The NTT has been described as one of the most structurally ambitious spaces since the Sydney Opera House, supported by 58 curved walls. Japanese architect Toyo Ito calls his masterpiece “The Sound Cave” but the flowing forms of the continuously curved structure lend themselves just as easily to exciting visual interpretations.
The first shows in the ambitious T.A.P. mapping project turn the 19-meter curved wall in the first floor lobby into an aquarium and the foyer in front of the second-floor Grand Theater into a fantasy forest. For this transformation, AVT (Audio Visual Technique), the Dataton distributor in Southeast Asia, worked with local partner PJT Project Media Co., Ltd to provide a technical solution using WATCHOUT to map the irregular curved surface. Panasonic Taiwan Corp., supplied a battery of high-power projectors, skilfully concealed within the space so as not to detract from the impact and ambience of this immersive experience.
“In this kind of space where people are viewing from different angles, close-up and even interacting with the images, it’s vital that every transition and every soft-edge blend between projectors is perfect. The projections are there to create an illusion of a totally different environment so we have to ensure all the visuals reach their full potential, and really exploit the curve and flow of the walls,” says Leonard Hung at AVT.
The lobby is transformed into a jungle complete with animals twice per hour during daytime. The first-floor aquarium show features marine life swimming tantalisingly across the floor before merging into the wall projections. But these two shows are just the start. Moving forward, the theater has invited visual artists to contribute new content for the two-storey space. The curved walls will provide a canvas for shows designed around the themes of the theater’s program, with seasonal surprises to boot.

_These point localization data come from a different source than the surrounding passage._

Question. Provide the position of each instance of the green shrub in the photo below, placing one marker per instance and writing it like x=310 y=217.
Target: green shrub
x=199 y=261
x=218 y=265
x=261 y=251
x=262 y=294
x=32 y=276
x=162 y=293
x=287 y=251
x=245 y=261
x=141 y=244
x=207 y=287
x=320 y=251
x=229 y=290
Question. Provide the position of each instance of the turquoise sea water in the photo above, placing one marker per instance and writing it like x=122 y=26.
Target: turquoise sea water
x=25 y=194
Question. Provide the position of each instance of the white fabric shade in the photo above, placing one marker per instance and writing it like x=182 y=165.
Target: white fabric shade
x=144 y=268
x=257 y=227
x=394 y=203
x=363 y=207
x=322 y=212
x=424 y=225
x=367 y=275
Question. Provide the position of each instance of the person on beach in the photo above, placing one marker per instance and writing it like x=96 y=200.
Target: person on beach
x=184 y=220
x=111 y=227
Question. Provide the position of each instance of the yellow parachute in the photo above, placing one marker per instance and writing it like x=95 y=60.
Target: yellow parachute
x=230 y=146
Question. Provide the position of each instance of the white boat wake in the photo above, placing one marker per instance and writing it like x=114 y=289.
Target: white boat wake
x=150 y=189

“This is a very challenging project. It is not easy to line up an immersive projection mapping on a completely smooth irregular curved surface without any apparent reference points. Thanks to the WATCHOUT 3D mapping and semi-automatic calibration features, we made it happen. Together as a team, we are looking forward more challenges coming in the future,” concludes Sam Tseng at PJT.
T.A.P. Project stands for: T for technology, theatre and Taichung. A for art, architecture and audience. P for projection, performance and playfulness.